I have been using Aruba S2500s in my house for quite some time, like at least 1 in every room, and, well kind of a lot of them in a few rooms, mostly because the number of 10G SFPs you net out of one of these is 2 if you ring stack them. I want to move LOTS more over to 10G so looking to replace them all with Brocades ICXs. I currently have 19 of the S2500 and I am using most of the 10G ports, with most nowhere near where I actually need them. This all seemed generous when I didn't have any 10G ports, now I am running longer and longer cables to connect things and I am at the point where there just isn't enough ports to do what I want to do no matter what I do.
So... Plan is to replace the switches in my office and lab with stacked 6610s, use a pair of 6650s for a dedicated storage and Proxmox replication network, and all the rest of the house with a 7250 stack. My main question is about the QSFP+ ports. I see that both the 6610s and 6650s have a mix of 40GB "only" ports and 4x10GB "breakout only" ports. I am assuming these need to be treated differently? Particularly in how they are treated as part of Port Channels, where the Brocade rules seem to indicate that you can't mix port speed within an LACP LAGG. I'm guessing this extends to interconnecting switches to each other, especially on the 6650s which don't stack.
Thinking this is probably the case I've evolved my thoughts on this to just doing a fully trunked stack on the 6610s, use the 4x10G QSFPs on the 6650s to create a port channel to some of the 6610 front 10G ports and use all the 40G native ports to create port channels between the 2 6650s.

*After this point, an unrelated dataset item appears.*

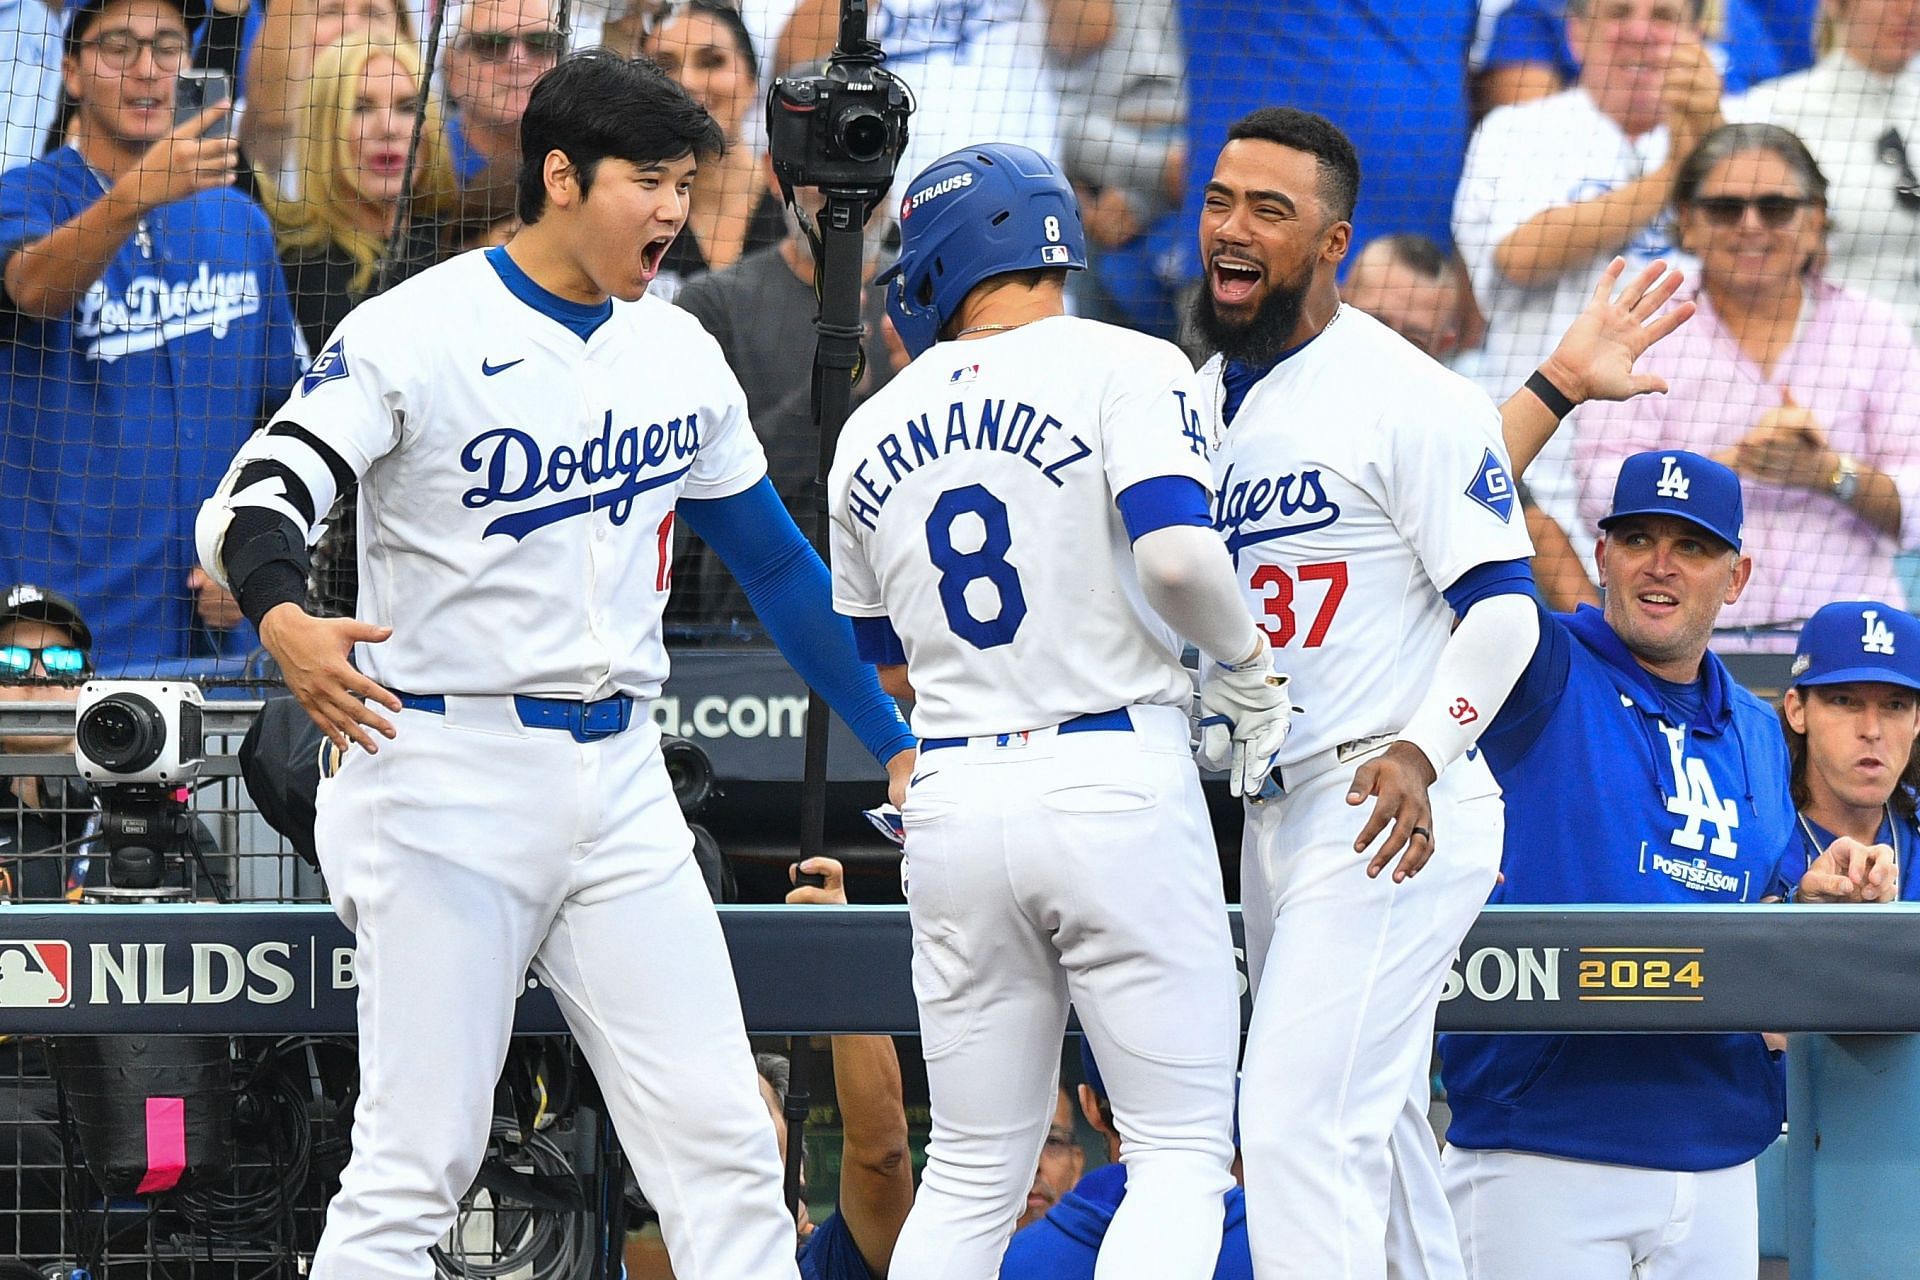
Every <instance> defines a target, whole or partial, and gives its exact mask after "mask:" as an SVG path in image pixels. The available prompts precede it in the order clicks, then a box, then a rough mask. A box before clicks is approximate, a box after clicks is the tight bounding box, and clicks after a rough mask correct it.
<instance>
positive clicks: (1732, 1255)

It's not the most elegant solution but seems like the best way to play within the rules and get big bandwidth between the 6610 stack and the 6650 not really a stack. The 7250s have a lot lower expectations, so I'll probably just reuse the Aruba 10G stack cabling.There is actually only 1 thing anywhere local to any of them that will even need 10G at all.
Anyway, just trying to confirm that my assumptions are correct, that the 40G ports are just that and that the breakout ports are really just logically 4 10Gs using a common connection and not really a 40Gb port. Is that correct? So I can connect 40s to 40s, and 10s, whether SFP+s or QSFP+s, together but never 40G natives to the 4x10G 40s, right?